Fortunately for me, I had met someone who, either intentionally or unintentionally, put everything into perspective for me. He asked me one simple question. “Do you consider yourself Baha’i?”
My standard answer is “No. I’m an interested observer. I have Baha’i leanings. I’m < whatever it was I called myself when I felt I was called to observe the Fast last year >. But, no, I’m not a Baha’i.”
This morning, I was trying to figure out why there was such a huge difference between last year and this year. I mean, I observed it, and I broke it. But I never felt that I had failed it because, as I said last year, “Something doesn’t have to be 100% successful to be 100% successful.”
I learned a LOT. I learned a lot during that period that had lasting spiritual and emotional impact on me. So how could it have been a failure?
It wasn’t, and it hit me that it wasn’t, because I didn’t have a personal stake in it. While I enjoyed very, very much participating in it, it wasn’t obligatory for me. It was an exercise, an experiment.
Because I wasn’t Baha’i.
So I struggled with it and struggled with it and struggled with it. I’m still not Baha’i. So it’s still not obligatory for me.

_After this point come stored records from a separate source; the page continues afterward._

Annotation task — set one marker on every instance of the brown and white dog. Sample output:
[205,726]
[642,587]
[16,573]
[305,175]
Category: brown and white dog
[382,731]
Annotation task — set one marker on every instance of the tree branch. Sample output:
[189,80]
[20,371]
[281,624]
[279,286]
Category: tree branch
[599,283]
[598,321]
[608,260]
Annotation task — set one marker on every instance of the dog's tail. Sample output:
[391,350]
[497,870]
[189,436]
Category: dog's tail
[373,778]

Only the overwhelming feeling of failure and sadness made me realize that there is a part of me for which the Fast IS obligatory. Otherwise, it would have been just another experiment that I wasn’t able to complete.

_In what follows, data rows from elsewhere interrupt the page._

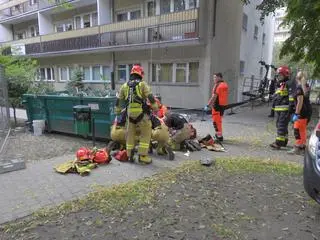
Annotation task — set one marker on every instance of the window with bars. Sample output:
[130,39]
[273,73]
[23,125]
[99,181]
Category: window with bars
[244,22]
[46,74]
[185,72]
[123,72]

And that is what stopped me. I had been working with a specific obligatory prayer since January since I was dealing with the notion of powerlessness, and I used it because I was drawn to it with the First Step. I didn’t use it because it was obligatory.

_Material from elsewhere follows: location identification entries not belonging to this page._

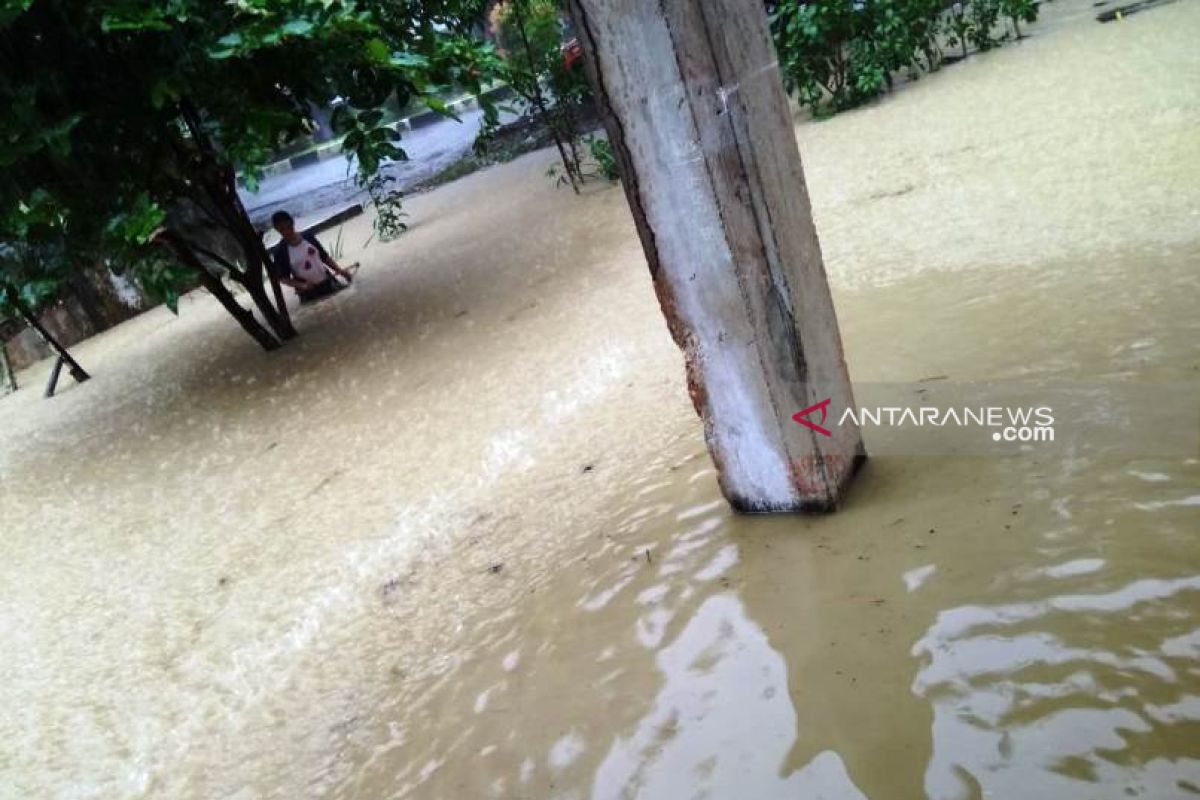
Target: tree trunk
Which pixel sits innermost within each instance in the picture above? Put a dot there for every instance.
(89, 300)
(699, 120)
(7, 377)
(30, 318)
(245, 318)
(220, 184)
(539, 101)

But something happened when the obligatory prayer met the obligatory Fast, I think. Because of my weekend sleep, Monday was the first day I recited it in direct conjunction with preparation for a foodless day.
And as much as I want to say “I’m moving towards the Baha’i Faith (thereby ensuring a lack of arrival)” or whatever, but the truth is that I’ve been drawn to the Faith for a while now, over a year.
It started off as curiosity. Then I realized how much it resonated with what I believed. And, strangely enough, it was the the Baha’i Faith that pushed me into attending a Unity church. And while I was getting my Unity groove on, and doing some pretty hard-core healing in the mean time (although, it’s only in retrospect that I recognize that), the Baha’i pull grew stronger and stronger.
In January, when I worked the Third Step and turned my life and my will over to God, I specifically asked God for his aid in making the things that were good for me more and more attractive and the things that weren’t less and less so. I did so with the intention of food, and He decided (which is His right, since He knows so much better than I do!) that it wasn’t limited to food.
It has touched so many different areas of my life, that I’ve barely been able to keep up. Actually, I haven’t been able to keep up.
But the Baha’i Faith is one of them. Whereas I had been “thinking about one day” looking into finding a local study group, I actually did start looking in January. (And it’s only now, that I’m writing, that I’m really starting to put all of this together). While that proved to be disappointing, I did discover some other resources. I started looking, at any rate, rather than merely procrastinating.
Other little things, too, now that I think about it. I had been asked by a friend if I were going to be doing that “Fasting thing” again, and I was surprised, because there was never any doubt in my mind that I wouldn’t be doing it. But looking back, it was a valid question.
I’ve been impulsive almost all of my life. I’ve jumped in without proper examination and ended up breaking commitments.
And that’s something important to me, this newly found power of commitment, even if it wasn’t manifesting in the Fast the past couple of days. I’ve managed it through school. I’ve managed it through a church class–through several church classes, actually. I always thought I’ve been bad at commitment, but I’m learning that it isn’t always true.
And I think it’s ironic, in the way that so much of my life is so ironic, that it took me breaking one commitment to realize that I’ve been trying to make another one all along.